The barracks at building 3314, located on 3740 Williams Way, was dedicated in her memory July 10 and will be known as Davis Barracks, making it the first building on JBSA-Fort Sam Houston to carry the name of a female Army combat medic.

More than 26 percent of all combat medics in training at the 32nd Medical Brigade at JBSA-Fort Sam Houston are female.

This dedication recognizes the medical support contributions of women during Operations Iraqi Freedom, New Dawn and Operation Enduring Freedom.

Davis joined the Army in 1994 and trained at JBSA-Fort Sam Houston as a healthcare specialist and combat medic following graduation from basic training.

As Davis had, the Soldiers living in building 3314 are studying to obtain their National Registry Medical Technician certification and become combat medics.

Military leaders representing the U.S. Army Medical Department Center and School, 32nd Medical Brigade and members of the San Antonio community welcomed Davis' family members attending the ceremony, which included Davis' mother, Lavada Kent Napier;then-husband, Thomas Juopperi; and her three sons, Treyton-Thomas, Theodore and Tyrique Juopperi.

"Today we dedicate this barracks in her honor so that future generations will remember this true hero, be inspired by her service, her sacrifice, her love for her fellow Soldiers and her selfless service to our nation." Maj. Gen. Steve Jones, AMEDDC&S commanding general and host for the ceremony said.

"It is definitely an honor, it is memorable, not something you experience every day," Treyton said. "I am honored to have this building dedicated to my mom."

"It is really a blessing to let me know the military cares about their people, even though they have passed on," Napier said.

"Any person that gets a building named after them - the people coming in have a standard that they have to come up to, because that person really cared about what they did. I appreciate everything the government, the Army and the military has done in recognizing and putting the remembrance of my daughter on paper and naming a building for her."

In her career, Davis deployed to Bosnia-Herzegovina and also served at Fort Hood, Texas; twice at Fort Lewis, Wash.; Camp Casey, South Korea; and Fort Drum, N.Y. She had served previous tours in Iraq from April 2003 to March 2004 and from December 2004 to November 2005.

In her last deployment to Iraq, Davis was selected as lead medic in the brigade commander's personal security detachment, which was an elite position that often took her away from her fortified base near Kirkuk.

Davis received two awards for heroism: the first for rescuing two Soldiers who had fallen down a cliff near Fort Lewis and the second for rescuing a wounded Iraqi police officer.
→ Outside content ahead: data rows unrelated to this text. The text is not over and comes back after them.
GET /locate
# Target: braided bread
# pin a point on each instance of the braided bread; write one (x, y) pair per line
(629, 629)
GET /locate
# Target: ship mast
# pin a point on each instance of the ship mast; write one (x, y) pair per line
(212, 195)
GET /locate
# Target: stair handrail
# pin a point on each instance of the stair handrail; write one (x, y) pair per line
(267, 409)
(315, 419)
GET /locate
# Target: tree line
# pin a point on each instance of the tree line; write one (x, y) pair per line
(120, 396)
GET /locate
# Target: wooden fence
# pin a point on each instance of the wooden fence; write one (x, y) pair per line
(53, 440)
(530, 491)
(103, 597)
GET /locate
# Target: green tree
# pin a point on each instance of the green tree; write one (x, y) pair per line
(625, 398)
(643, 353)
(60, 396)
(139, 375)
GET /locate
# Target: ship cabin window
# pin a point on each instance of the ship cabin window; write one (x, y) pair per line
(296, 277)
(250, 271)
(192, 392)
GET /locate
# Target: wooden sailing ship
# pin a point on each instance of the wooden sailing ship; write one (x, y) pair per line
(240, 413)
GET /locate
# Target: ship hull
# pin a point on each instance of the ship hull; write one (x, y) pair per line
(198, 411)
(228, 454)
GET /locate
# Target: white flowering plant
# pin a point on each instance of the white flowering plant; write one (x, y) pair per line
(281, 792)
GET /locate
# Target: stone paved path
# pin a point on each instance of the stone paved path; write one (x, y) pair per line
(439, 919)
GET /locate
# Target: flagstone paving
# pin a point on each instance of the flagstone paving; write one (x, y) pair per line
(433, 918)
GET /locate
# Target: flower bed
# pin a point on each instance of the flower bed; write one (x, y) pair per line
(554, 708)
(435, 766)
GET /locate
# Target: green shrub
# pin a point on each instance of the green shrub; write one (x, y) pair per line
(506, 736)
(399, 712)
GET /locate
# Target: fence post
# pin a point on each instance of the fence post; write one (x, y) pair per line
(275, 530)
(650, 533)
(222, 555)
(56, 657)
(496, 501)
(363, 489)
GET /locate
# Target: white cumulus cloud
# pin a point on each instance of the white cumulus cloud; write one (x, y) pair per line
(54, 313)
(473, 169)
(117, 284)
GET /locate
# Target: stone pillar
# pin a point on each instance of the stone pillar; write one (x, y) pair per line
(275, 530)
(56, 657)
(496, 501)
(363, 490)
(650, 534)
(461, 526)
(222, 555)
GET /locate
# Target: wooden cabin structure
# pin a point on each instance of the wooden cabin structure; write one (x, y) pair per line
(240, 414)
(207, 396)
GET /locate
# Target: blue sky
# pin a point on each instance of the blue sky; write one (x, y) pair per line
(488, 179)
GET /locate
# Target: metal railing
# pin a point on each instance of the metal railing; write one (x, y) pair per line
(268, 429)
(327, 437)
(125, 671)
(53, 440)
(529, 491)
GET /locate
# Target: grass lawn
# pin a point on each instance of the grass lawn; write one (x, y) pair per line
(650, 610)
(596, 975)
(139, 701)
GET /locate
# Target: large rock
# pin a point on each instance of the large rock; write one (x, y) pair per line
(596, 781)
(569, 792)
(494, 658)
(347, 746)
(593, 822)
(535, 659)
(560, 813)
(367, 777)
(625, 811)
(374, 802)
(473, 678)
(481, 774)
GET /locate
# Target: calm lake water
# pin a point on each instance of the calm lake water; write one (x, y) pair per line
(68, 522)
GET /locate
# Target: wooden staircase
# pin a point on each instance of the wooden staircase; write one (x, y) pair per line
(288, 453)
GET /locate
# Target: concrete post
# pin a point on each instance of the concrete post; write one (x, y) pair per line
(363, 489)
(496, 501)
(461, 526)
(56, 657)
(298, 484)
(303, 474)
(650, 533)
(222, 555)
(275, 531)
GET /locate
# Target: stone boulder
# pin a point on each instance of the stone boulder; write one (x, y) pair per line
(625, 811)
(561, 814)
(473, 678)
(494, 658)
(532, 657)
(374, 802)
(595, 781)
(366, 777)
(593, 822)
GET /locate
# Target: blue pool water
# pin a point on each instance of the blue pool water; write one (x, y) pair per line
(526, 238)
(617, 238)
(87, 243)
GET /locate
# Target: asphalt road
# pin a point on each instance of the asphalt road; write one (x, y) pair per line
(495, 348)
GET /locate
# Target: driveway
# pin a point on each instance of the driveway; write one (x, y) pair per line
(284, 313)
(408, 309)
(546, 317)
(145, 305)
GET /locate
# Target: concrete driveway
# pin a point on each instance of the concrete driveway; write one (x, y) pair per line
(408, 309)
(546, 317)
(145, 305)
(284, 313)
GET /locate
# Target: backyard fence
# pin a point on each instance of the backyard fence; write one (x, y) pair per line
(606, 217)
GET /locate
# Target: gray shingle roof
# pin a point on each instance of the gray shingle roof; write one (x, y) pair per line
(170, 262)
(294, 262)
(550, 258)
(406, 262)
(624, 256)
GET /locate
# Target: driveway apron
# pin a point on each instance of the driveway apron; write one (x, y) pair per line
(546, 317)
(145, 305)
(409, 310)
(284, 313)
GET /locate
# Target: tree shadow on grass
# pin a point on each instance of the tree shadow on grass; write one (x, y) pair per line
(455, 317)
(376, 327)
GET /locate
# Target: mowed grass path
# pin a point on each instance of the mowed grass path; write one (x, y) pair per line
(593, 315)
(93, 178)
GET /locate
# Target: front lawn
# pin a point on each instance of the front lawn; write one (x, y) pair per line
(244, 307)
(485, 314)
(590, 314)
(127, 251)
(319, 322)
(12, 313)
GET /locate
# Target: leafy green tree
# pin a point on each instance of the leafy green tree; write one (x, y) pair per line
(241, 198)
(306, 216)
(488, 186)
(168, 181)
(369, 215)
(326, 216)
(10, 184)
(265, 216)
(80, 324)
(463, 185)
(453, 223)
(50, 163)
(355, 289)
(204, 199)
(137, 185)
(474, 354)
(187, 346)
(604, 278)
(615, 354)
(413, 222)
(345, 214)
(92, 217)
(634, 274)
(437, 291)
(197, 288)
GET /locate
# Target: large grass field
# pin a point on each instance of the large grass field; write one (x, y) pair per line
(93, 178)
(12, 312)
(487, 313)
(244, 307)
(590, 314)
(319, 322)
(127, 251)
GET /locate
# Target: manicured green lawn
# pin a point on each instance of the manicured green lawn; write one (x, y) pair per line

Davis is remembered as a consummate professional who excelled at every task and valued the opportunity to treat and heal others. As a noncommissioned officer, Soldier, medic, wife, daughter and mother, she was a role model to all and epitomized the warrior medic spirit of today's Army.

During her Army career, Davis received the Bronze Star; Purple Heart Medal; Air Medal; Army Commendation Medal; Combat Medical Badge; Army Good Conduct Medal; National Defense Service Medal; Korea Defense Service Medal; Iraq Campaign Medal; Global War on Terrorism Service Medal; Army Service Ribbon; and Overseas Service Ribbon.

Jones said, "We will remember her bravery, her selfless service and her warrior spirit. We will be thankful that we knew her and had the honor to serve with her. We will also remember her family and their sacrifices. Our nation will be forever in her debt.

"It is fitting that a barracks for future medics bears the name of this true American. She set a great example for them to follow, she did her job well every day, never asking for recognition, she touched thousands of lives and she made a real difference."